Purcell was son to a court musician and he held different important music positions in life which include being a Royal Chapel chorister and other royal appointments throughout his life. In about 25 years, Purcell had himself working for three Kings, one after another in Westminster.
In the Royal Chapel, Purcell found himself a great teacher by the name of Dr. John Blow and it is said that just a small number of lessons from Dr. Blow made all other music lessons from other instructors become invalid. Purcell also succeeded Dr. Blow as Westminster Abbey’s organist and it is said that Blow stepped down himself, giving recognition to the musical genius of Purcell. He also wrote a noble Ode for Purcell when he died.
Serving royalty wasn’t Henry Purcell’s only work. He also put his musical talents to public use by writing different operas (read ‘musical dramas’) and also incidental stage music. In addition to that he also wrote a lot of chamber music formed as trio sonatas and harpsichord suites. The growing trend of public concerts in London also attracted his involvement. So with geniuses like Purcell present in the concert scene, it can be said that the establishment of a trend for public concerts was certainly one of the most important components of the restoration of the city of London.
When Purcell got involved in the concert scene, there was a lot of talent present on the stage. A lot of skilled violinists and flute and cello players were already performing. There were also those who played the harpsichord and organ.
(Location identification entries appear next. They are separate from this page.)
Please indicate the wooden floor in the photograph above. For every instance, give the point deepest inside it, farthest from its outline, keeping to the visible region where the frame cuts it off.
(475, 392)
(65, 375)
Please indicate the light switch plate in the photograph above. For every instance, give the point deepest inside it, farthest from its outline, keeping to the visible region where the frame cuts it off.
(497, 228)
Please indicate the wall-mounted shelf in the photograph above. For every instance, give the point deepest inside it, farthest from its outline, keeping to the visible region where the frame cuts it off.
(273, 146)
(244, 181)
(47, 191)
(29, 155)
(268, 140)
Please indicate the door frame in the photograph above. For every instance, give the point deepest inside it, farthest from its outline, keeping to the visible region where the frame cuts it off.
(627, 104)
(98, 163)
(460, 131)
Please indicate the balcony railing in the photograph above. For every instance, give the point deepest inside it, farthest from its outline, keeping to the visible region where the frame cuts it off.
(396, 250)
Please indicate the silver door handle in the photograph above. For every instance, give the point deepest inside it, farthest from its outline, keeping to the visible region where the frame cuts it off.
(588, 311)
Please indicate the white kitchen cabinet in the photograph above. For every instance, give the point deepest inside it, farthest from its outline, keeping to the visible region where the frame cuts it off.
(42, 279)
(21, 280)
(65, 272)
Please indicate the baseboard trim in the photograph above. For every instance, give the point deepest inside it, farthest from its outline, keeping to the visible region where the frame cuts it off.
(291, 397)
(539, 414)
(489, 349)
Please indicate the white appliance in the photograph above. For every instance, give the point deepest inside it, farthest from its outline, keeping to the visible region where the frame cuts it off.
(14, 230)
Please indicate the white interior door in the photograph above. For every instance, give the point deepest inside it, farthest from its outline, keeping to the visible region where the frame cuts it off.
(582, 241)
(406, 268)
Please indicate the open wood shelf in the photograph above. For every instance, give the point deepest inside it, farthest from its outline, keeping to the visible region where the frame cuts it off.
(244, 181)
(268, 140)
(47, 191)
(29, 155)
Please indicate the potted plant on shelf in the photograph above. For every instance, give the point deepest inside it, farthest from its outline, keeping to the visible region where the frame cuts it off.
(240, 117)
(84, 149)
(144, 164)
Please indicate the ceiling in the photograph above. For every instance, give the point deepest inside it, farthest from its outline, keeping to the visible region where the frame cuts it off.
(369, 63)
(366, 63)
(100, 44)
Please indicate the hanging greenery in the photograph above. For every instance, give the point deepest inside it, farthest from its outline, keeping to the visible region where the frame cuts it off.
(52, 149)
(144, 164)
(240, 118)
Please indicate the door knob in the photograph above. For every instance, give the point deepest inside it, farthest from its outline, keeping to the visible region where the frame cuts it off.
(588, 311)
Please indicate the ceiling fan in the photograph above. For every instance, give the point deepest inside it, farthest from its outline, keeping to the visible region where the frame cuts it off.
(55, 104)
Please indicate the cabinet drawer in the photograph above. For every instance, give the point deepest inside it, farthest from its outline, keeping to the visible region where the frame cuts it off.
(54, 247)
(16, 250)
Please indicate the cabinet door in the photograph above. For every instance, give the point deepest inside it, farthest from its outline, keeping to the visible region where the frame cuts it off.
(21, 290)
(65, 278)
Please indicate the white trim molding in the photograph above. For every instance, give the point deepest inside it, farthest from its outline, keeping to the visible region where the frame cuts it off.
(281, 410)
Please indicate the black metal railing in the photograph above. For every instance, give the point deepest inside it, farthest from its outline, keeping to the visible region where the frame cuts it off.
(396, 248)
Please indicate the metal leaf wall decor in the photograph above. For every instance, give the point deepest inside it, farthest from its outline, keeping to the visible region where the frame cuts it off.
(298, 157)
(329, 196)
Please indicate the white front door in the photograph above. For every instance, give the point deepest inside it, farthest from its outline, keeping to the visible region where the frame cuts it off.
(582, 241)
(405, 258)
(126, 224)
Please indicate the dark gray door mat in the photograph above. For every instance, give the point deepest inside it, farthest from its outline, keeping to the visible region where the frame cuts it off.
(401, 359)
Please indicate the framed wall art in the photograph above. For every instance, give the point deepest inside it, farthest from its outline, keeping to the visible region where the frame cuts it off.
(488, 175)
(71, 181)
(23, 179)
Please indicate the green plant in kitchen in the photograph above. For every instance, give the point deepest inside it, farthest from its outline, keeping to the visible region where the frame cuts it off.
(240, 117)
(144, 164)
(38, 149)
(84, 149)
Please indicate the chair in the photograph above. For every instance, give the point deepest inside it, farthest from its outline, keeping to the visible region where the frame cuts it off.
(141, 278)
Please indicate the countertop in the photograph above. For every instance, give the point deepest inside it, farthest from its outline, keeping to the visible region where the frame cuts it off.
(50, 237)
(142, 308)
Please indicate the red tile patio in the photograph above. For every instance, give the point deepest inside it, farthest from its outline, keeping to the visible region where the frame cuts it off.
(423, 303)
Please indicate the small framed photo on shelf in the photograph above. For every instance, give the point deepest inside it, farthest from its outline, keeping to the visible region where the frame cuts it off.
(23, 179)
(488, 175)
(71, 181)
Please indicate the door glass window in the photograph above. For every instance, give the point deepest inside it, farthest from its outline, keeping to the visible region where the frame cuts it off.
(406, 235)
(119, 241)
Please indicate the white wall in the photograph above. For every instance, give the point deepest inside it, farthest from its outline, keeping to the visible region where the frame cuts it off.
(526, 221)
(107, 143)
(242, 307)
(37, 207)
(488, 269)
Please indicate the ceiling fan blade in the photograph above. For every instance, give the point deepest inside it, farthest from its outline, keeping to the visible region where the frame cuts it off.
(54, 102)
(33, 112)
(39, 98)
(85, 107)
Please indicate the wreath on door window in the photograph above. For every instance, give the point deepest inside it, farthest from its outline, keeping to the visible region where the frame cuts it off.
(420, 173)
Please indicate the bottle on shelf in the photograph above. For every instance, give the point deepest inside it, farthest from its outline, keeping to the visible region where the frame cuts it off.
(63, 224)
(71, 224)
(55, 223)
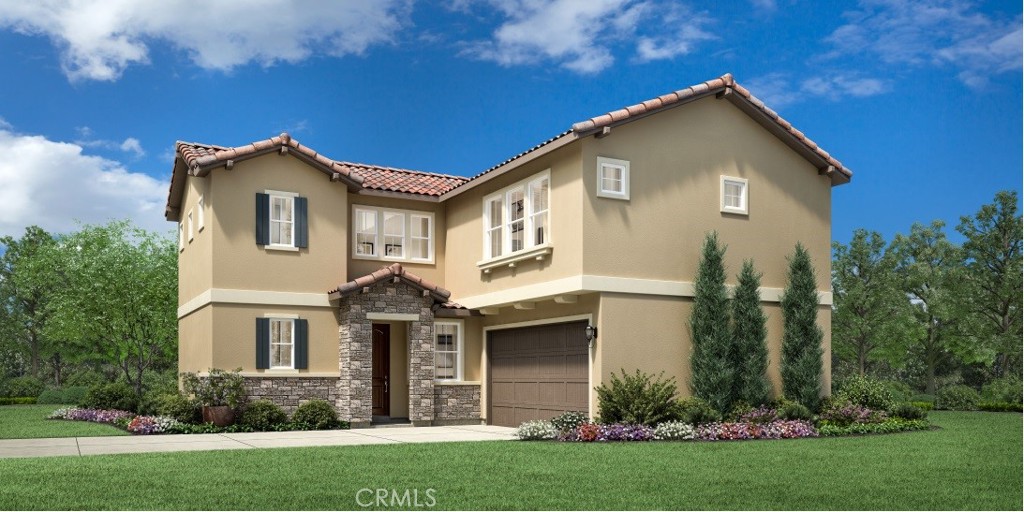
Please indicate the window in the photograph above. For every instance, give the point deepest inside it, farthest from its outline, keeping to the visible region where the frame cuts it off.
(448, 345)
(734, 195)
(282, 343)
(392, 235)
(518, 217)
(612, 178)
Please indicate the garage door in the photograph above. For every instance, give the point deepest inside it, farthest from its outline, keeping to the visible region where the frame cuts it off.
(537, 373)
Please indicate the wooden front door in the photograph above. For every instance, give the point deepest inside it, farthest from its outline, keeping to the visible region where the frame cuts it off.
(381, 370)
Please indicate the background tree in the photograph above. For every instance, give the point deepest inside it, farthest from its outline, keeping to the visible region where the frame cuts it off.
(750, 349)
(872, 317)
(989, 296)
(801, 334)
(712, 371)
(117, 302)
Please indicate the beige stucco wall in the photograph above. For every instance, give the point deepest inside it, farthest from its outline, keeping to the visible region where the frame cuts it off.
(677, 159)
(465, 229)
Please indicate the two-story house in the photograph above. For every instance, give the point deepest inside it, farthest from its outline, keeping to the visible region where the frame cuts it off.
(508, 296)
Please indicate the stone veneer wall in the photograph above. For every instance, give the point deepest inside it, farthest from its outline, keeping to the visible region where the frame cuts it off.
(290, 392)
(457, 403)
(355, 350)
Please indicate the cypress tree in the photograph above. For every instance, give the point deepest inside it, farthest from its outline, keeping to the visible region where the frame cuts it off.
(801, 334)
(712, 373)
(750, 350)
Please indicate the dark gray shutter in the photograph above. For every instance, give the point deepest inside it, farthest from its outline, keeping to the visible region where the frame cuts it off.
(301, 344)
(262, 219)
(301, 222)
(262, 343)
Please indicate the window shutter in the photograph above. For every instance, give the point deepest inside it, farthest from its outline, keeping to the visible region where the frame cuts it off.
(301, 344)
(262, 219)
(301, 222)
(262, 343)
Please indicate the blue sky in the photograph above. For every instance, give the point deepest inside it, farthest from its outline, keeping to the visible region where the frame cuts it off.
(921, 99)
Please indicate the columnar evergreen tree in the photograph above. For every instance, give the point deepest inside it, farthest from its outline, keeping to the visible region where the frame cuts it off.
(750, 350)
(712, 372)
(801, 334)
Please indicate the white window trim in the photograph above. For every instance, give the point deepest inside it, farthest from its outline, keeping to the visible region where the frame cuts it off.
(528, 242)
(622, 164)
(460, 349)
(408, 216)
(282, 317)
(744, 199)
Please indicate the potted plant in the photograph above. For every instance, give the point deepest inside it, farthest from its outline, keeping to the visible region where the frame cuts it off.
(220, 393)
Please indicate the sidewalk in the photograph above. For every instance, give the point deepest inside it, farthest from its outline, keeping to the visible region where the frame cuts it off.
(247, 440)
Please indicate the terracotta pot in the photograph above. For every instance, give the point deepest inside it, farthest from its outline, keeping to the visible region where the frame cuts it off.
(220, 416)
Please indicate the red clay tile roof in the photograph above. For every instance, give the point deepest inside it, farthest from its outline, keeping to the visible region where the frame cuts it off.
(393, 270)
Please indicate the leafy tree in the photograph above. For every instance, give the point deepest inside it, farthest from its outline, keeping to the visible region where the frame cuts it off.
(750, 350)
(712, 371)
(988, 298)
(801, 334)
(929, 265)
(117, 298)
(871, 316)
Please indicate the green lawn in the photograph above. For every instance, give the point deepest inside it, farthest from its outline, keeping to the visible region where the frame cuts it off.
(20, 422)
(973, 463)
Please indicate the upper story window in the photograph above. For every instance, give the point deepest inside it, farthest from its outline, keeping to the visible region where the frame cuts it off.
(282, 220)
(517, 217)
(612, 178)
(392, 235)
(734, 196)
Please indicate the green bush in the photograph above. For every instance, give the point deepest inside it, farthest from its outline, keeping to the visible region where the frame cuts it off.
(696, 411)
(907, 411)
(637, 399)
(1007, 389)
(25, 386)
(179, 407)
(999, 407)
(316, 414)
(116, 395)
(865, 392)
(957, 398)
(262, 414)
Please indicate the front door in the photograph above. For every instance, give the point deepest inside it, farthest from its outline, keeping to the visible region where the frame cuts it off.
(382, 370)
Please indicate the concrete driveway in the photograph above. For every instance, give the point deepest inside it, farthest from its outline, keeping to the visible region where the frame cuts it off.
(248, 440)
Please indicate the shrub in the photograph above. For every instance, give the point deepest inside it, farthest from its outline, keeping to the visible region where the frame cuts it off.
(115, 395)
(179, 407)
(317, 414)
(866, 392)
(568, 421)
(537, 430)
(637, 398)
(25, 386)
(674, 431)
(907, 411)
(957, 398)
(696, 411)
(1007, 389)
(262, 414)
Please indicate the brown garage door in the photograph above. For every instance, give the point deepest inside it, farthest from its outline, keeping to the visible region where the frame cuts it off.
(537, 373)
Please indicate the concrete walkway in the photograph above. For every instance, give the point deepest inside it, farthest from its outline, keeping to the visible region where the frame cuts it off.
(247, 440)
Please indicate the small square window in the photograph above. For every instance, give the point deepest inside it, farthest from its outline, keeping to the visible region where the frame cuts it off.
(612, 178)
(734, 196)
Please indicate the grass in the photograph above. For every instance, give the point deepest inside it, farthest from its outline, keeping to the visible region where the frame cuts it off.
(974, 462)
(23, 422)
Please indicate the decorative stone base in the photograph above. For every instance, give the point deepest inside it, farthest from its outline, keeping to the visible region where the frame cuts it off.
(457, 402)
(290, 392)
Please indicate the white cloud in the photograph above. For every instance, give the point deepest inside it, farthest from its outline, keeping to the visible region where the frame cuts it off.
(98, 39)
(581, 35)
(919, 33)
(53, 183)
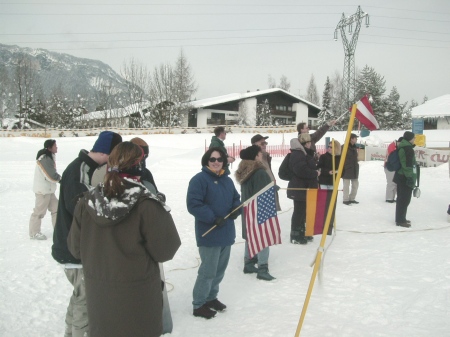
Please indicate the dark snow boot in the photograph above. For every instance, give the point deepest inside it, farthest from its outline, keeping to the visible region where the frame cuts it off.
(263, 273)
(249, 265)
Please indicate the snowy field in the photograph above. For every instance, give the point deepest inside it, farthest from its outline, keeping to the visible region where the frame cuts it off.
(378, 279)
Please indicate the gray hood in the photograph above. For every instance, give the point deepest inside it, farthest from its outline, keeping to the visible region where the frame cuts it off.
(295, 145)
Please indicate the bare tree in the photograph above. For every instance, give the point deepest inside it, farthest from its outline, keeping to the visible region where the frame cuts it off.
(26, 81)
(184, 79)
(135, 99)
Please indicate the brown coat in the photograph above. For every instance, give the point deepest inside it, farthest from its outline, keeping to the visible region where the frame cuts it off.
(120, 245)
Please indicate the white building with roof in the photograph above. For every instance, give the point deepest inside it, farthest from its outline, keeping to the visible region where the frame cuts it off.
(435, 113)
(285, 107)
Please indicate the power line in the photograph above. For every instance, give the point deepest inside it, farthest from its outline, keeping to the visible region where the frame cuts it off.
(204, 14)
(171, 31)
(91, 4)
(221, 38)
(210, 30)
(236, 44)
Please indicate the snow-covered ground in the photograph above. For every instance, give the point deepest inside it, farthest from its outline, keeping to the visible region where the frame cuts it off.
(378, 279)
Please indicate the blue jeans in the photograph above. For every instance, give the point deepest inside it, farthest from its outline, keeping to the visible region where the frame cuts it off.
(210, 273)
(263, 255)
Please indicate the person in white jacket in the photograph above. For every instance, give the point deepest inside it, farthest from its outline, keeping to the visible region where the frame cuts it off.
(44, 187)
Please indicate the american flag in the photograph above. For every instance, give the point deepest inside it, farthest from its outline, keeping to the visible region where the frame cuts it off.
(263, 229)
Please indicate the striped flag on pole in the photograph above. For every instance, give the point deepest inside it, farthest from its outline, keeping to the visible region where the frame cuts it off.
(263, 229)
(317, 203)
(365, 115)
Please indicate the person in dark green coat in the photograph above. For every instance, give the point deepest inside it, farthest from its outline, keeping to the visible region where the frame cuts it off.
(405, 178)
(252, 176)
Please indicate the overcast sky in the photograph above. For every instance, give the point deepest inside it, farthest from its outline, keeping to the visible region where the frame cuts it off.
(233, 45)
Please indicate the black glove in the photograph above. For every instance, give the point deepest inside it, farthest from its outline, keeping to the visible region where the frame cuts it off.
(219, 222)
(235, 214)
(161, 197)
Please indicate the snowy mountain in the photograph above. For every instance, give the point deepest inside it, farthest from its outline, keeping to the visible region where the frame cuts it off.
(74, 76)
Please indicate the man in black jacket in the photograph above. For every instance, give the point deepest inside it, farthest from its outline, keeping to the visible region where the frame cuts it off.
(351, 172)
(76, 179)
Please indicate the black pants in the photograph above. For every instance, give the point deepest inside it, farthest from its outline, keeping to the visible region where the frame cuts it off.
(404, 194)
(299, 218)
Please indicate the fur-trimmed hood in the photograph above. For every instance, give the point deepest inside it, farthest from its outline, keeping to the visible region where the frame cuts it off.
(246, 169)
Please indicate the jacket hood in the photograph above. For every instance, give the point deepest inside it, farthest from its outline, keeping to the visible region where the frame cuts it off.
(295, 145)
(246, 169)
(109, 212)
(404, 143)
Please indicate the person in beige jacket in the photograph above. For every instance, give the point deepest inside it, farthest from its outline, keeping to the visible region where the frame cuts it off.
(44, 187)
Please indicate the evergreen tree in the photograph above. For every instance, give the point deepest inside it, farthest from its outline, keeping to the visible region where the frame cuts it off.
(311, 93)
(284, 83)
(271, 82)
(338, 101)
(326, 114)
(393, 117)
(263, 115)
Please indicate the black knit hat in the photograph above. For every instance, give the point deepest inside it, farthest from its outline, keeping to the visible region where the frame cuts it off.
(257, 138)
(408, 135)
(49, 143)
(106, 142)
(250, 153)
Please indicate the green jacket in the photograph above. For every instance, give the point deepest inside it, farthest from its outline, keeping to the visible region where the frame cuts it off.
(407, 174)
(252, 177)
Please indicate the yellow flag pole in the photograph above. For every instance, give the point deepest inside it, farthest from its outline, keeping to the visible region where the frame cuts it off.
(327, 223)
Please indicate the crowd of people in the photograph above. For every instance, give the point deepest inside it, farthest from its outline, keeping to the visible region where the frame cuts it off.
(113, 229)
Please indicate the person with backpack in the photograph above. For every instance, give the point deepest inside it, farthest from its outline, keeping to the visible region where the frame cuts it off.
(405, 178)
(253, 177)
(391, 187)
(267, 161)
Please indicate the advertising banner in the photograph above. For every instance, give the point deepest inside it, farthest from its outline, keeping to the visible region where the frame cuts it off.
(424, 157)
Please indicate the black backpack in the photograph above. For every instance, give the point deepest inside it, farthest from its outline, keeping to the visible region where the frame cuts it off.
(284, 172)
(393, 162)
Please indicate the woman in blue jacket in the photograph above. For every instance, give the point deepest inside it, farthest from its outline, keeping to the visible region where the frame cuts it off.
(212, 196)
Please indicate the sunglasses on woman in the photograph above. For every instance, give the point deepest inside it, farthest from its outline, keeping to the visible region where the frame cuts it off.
(213, 160)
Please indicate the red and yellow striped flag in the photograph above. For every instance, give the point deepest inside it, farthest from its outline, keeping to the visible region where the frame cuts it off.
(317, 203)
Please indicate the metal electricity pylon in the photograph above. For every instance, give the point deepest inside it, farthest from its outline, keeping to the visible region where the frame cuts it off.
(349, 48)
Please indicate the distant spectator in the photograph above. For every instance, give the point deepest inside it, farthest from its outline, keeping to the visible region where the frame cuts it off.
(316, 136)
(267, 161)
(304, 167)
(252, 176)
(326, 165)
(44, 187)
(351, 172)
(391, 187)
(405, 178)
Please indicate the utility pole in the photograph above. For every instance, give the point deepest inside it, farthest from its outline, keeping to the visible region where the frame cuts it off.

Purcell was asked to write an Ode for a newly formed musical society in honor of St. Cecilia. The society was formed by gentlemen amateur players. It was a great achievement for the 24 year old Purcell who wrote two more Odes for this society later.
Writing incidental stage music didn’t feel like an embarrassing act to Purcell, considering his position as a royal musician. During his time royal musicians who also created lighter pieces for opera and the theatre were not only accepted for this practice but they also actually got encouraged for it. Purcell wrote most his pieces for the theatre during the last five years of his life (1690-1695). In this short span of time however, he produced for over forty plays. Most part of Purcell’s instrumental music was compiled and published by his wife two years after his death in 1697. That collection is considered an important jewel studded by a great master in the crown of music.
The diversity of his work was so wide that there is hardly any form of music to this day where Purcell’s influence isn’t present. A lot of church music is filled with anthems created by Purcell; the orchestral movements in Purcell’s work for the theatre are enough to give him a proper place in this particular style of music; the sonatas and fantasies he wrote give him a firm standing in chamber music’s history. Dido and Aeneas is a symbol of brilliance that was Purcell in the opera and if all else was put aside, just his songs are more than enough to make him an immortal in music. Once set to work, Henry Purcell never failed to create a masterpiece.